Sendo o dia que é, só poderia escrever para ti, não por nenhuma razão, mas por todas...não por pensar no dia de amanhã, mas sim porque não vivo (apenas) agarrada ao passado, e no presente, só queria partilhar o meu dia contigo...assim faria sentido!
Às vezes penso o quão deverá ser estranho para ti leres-me, o sentimento inconstante aos olhos de alguns, tão seguro aos olhos de outros...não, nunca te odiei, e às vezes, incompreensívelmente, acho que sempre te amei!Não me perguntes como ou porquê...mas o facto de nunca te ter sentido meu (só), fez com que te admirasse ainda mais e me desse mais gozo "gostar de ti"...
Já tentei, tornar em mim, esta necessidade nula, não te pensar, não te ver, não te sentir...mas torna-se a cada dia, o mais diícil! E não vale a pena...tu estás em mim!
Pegando em escritos teus, onde falas no "não" e no "sim"...comento assim: duas palavras tão pequenas, capazes de transformar e criar coisas tão grandes, como o princípio e o fim; o começo e o acabar...agora pergunto-me!Fará o "não" parte do amor?Talvez, às vezes...mas para mim o amor é o "sim", é a capacidade da afirmação, é o mergulhar de cabeça...sem medo...e agora desculpa lá "na vida há duas coisas que não deves ter, medo e..."...então porque o medo em ti? E medo do que?Tu? Eu deixei de ter medo, já não tenho nada a perder...porque já perdi...e por isso digo...SIM, o "não" é um fugir, é um não olhar para trás, é uma facilidade fácil! Que nem sequer parece tua...
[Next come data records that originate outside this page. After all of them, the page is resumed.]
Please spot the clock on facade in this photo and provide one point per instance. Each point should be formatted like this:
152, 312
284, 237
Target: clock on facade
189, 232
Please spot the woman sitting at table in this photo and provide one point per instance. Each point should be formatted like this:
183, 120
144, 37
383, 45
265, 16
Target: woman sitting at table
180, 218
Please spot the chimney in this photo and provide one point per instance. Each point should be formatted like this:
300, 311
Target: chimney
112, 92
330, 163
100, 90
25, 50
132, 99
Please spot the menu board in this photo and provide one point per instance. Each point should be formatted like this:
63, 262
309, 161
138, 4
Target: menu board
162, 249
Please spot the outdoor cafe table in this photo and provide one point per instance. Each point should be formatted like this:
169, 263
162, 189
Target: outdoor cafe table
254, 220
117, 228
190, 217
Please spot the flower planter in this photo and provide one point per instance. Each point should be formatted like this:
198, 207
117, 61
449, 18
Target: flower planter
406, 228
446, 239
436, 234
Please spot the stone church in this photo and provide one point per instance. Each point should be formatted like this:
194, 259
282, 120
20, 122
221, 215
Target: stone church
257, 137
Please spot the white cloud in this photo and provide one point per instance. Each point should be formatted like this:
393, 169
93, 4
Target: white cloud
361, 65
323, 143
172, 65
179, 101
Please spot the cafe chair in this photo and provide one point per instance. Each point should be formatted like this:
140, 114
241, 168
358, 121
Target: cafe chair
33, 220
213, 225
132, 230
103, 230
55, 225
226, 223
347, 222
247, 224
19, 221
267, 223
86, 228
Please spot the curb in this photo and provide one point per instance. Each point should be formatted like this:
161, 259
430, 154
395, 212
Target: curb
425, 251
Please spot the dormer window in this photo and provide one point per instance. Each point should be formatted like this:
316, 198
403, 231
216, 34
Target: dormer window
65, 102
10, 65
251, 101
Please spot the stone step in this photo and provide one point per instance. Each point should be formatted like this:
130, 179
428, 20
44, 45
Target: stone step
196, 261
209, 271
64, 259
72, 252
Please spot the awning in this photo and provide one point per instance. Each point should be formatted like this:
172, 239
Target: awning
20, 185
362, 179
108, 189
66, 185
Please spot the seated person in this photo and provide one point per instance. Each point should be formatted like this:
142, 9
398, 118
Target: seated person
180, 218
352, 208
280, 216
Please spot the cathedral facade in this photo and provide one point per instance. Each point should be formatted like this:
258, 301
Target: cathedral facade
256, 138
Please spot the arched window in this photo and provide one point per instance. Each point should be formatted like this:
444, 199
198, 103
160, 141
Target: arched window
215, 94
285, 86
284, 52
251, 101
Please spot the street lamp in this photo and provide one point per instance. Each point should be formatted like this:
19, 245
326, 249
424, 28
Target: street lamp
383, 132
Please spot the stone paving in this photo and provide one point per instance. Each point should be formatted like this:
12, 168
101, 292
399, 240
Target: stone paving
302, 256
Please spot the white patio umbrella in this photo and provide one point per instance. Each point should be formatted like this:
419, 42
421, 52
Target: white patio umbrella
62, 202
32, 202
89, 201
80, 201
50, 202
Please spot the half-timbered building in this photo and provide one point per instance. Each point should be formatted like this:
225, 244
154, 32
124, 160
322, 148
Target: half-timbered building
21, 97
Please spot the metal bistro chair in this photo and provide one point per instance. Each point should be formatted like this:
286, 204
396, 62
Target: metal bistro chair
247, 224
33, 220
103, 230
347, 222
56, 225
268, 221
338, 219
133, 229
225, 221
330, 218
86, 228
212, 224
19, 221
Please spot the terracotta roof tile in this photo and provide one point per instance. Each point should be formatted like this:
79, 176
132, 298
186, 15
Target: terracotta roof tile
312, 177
Este Hino ao Amor, é teu, é para ti...não muda nada, pouco importa, é mais um extravasar de emoções...no dia de hoje! O dia de amanhã será apenas mais um em que te vou olhar e fazer de conta que não te escrevo...é o meu sim, é o meu fingir de sentimentos, porque eu não os escondo, eu admito-os, eu voltaria atrás e faria tudo de novo...
Ahhh...e por último...uma pergunta:
" Quando acordamos juntos outra vez?"